Cuando quedaron a solas, Fernández-Luna se apresuró a responder la pregunta de su compañero.

—En realidad, no estaba seguro del todo. Solo se trataba de una simple conjetura —reconoció sin ambages—. Si he de serte sincero, me dejé llevar por mi imaginación después de que me dijeras que María Duminy había actuado en Chicago. Recordé, entonces, una nota de prensa que había leído el mismo día que salí de Madrid, rumbo a Barcelona, mientras desayunaba en casa. En ella se decía que la Oficina Federal de Investigación había descubierto, precisamente en esta ciudad norteamericana, una conspiración anarquista cuya objetivo era asesinar a los principales jefes de Estado y a los distintos reyes de Europa.
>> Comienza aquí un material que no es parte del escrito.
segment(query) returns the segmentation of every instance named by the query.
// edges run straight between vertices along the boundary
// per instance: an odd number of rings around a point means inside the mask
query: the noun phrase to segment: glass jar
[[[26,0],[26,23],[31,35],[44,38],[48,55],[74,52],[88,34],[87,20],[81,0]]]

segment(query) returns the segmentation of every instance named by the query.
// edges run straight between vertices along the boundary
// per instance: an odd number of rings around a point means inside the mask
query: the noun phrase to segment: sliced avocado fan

Según la información que obraba en poder del fiscal, existía una lista de nombres encabezada por el zar de Rusia, seguida por el emperador de Alemania. —Bebió un trago del café con leche de su taza, dilatando un poco más su explicación—. Cuando hablamos con Natasha Svetlova, y descubrí el odio que sentía hacia el zar y su familia, la relacioné de inmediato con los hermanos Duminy y con las detenciones realizadas en Chicago.
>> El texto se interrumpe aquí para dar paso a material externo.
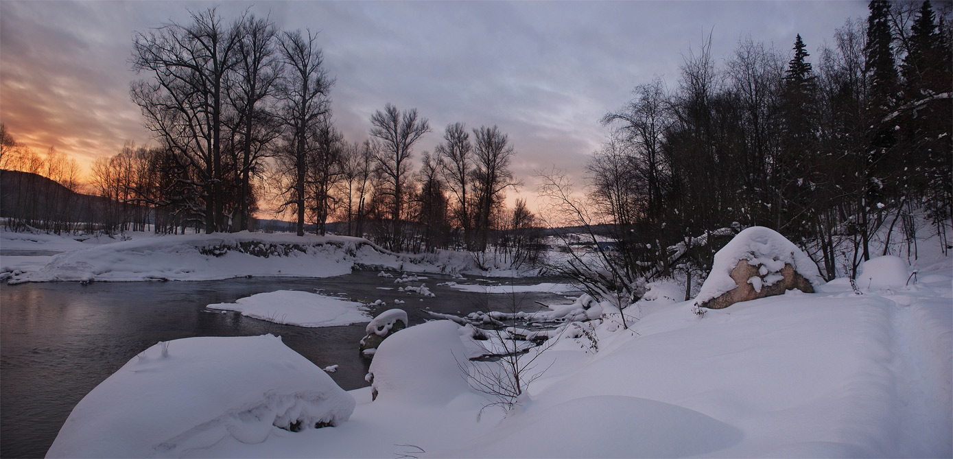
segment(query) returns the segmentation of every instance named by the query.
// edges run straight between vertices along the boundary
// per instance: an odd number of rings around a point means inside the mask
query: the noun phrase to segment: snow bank
[[[696,305],[717,298],[738,286],[731,278],[731,271],[738,266],[739,260],[747,260],[753,267],[760,265],[760,273],[767,281],[763,285],[781,280],[782,277],[779,272],[784,265],[791,265],[796,272],[813,286],[823,284],[818,266],[801,248],[774,230],[751,227],[739,232],[715,253],[711,273],[695,298]],[[757,281],[754,279],[749,282],[752,282],[757,291],[760,291],[760,278]]]
[[[331,277],[355,269],[489,275],[469,252],[394,253],[370,241],[348,236],[292,233],[188,234],[142,237],[95,246],[47,234],[3,232],[24,248],[68,249],[42,269],[12,275],[9,283],[50,281],[217,280],[244,276]],[[36,239],[36,241],[33,241]],[[48,239],[50,239],[48,241]],[[109,241],[114,241],[109,239]],[[12,270],[12,269],[11,269]],[[26,269],[20,269],[26,270]],[[390,274],[380,271],[382,277]],[[510,271],[510,275],[529,272]]]
[[[355,399],[272,336],[160,343],[73,409],[47,457],[204,456],[348,420]]]
[[[907,264],[902,258],[894,255],[879,256],[861,264],[857,285],[871,290],[897,289],[906,286],[909,276]]]
[[[384,340],[370,369],[377,400],[445,405],[470,393],[457,365],[467,363],[462,332],[465,329],[456,324],[440,320],[404,329]]]
[[[579,289],[572,284],[557,284],[552,282],[544,282],[542,284],[536,284],[532,286],[482,286],[479,284],[456,284],[456,282],[448,282],[445,285],[458,290],[473,291],[477,293],[524,293],[528,291],[562,293],[566,291],[578,291]]]
[[[210,309],[235,310],[241,315],[297,327],[335,327],[371,320],[360,303],[307,291],[277,290],[209,305]]]
[[[391,329],[396,322],[403,322],[404,327],[410,322],[407,321],[407,311],[404,309],[387,309],[374,318],[371,323],[367,324],[364,328],[364,332],[367,334],[376,334],[377,336],[387,336],[391,332]]]
[[[551,408],[530,403],[518,419],[505,419],[467,447],[436,455],[685,457],[717,451],[740,438],[738,429],[676,405],[637,397],[583,396]]]

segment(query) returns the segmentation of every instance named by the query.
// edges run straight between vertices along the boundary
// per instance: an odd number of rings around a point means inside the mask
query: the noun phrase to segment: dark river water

»Resultaba difícil creer que unas personas de vidas tan diferentes, como eran los cubanos de nacionalidad estadounidense, tuvieran motivos para relacionarse con una prostituta del arrabal, una anarquista nacida en Rusia, a menos que fuese por un asunto especialmente relevante… como podía ser organizar un atentado en la antigua San Petersburgo, hoy Petrogrado. No hemos de olvidar que Dimitri Gólubev, amigo de la prostituta, era el contramaestre de un bergantín que se disponía a regresar a la capital rusa. —Hizo un gesto con la mano, restándole importancia al tema—. Mis suposiciones, al final, resultaron ser ciertas. Así me lo confirmó el embajador de Estados Unidos en Barcelona, cuando me proporcionó los nombres de varias de las personas investigadas por el Servicio Secreto norteamericano, sospechosas de trabajar para Luigi Galleani. María y Miguel Lorente estaban en la lista de posibles terroristas. —Sonrió—. Todo ha sido cuestión de suerte.

—Pues sigo pensando que el asunto se ha resuelto gracias a su perspicacia —opinó la aristócrata—. Es usted una mente preclara… y además, humilde. Todo lo que una mujer podría esperar de un hombre.
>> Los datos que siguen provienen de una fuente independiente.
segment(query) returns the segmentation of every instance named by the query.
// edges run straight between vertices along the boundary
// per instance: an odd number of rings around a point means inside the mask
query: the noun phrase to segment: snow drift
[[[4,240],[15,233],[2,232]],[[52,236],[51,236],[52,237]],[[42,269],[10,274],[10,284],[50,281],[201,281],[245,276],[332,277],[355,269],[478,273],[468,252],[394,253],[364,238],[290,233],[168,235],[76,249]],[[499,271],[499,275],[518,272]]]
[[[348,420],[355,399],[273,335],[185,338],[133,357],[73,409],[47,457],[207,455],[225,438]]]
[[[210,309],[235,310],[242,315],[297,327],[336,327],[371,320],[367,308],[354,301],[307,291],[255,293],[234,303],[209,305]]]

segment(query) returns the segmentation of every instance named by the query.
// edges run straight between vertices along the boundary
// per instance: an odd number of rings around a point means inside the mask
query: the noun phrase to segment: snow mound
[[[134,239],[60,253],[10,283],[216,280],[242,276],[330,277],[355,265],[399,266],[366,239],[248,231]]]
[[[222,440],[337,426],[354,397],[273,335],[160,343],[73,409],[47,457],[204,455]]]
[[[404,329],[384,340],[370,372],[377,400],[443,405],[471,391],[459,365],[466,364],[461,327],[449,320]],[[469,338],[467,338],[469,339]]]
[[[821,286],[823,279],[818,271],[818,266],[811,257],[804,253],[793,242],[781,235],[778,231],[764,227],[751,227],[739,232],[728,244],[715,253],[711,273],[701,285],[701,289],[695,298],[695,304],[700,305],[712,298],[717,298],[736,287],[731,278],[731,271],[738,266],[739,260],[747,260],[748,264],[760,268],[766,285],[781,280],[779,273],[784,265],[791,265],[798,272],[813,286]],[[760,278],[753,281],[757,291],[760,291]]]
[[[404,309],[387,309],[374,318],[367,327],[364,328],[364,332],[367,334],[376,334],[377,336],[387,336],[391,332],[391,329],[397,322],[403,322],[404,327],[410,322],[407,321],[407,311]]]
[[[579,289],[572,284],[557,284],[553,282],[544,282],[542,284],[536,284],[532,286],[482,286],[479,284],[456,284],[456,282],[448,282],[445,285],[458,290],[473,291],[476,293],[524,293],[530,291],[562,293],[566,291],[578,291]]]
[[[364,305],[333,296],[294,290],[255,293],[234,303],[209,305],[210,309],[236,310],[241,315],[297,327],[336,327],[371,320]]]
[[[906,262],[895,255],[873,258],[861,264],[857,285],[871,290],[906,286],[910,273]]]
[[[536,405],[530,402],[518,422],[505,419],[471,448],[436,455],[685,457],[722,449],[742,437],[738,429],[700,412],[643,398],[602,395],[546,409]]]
El comentario de doña Carmen, por encomiástico, consiguió sonrojar al madrileño. Carbonell tuvo que acudir en su ayuda antes de que la baronesa siguiera adulándole con esa frivolidad que tanto la caracterizaba.

—Acabo de recordar una cosa. —Cogió un panecillo de leche del cesto que había sobre la mesa—. ¿Qué ocurrió finalmente con ese ladrón de joyas… el Fantôme? ¿Conseguiste las pruebas que necesitabas para poder condenarlo por los delitos que se le imputaban?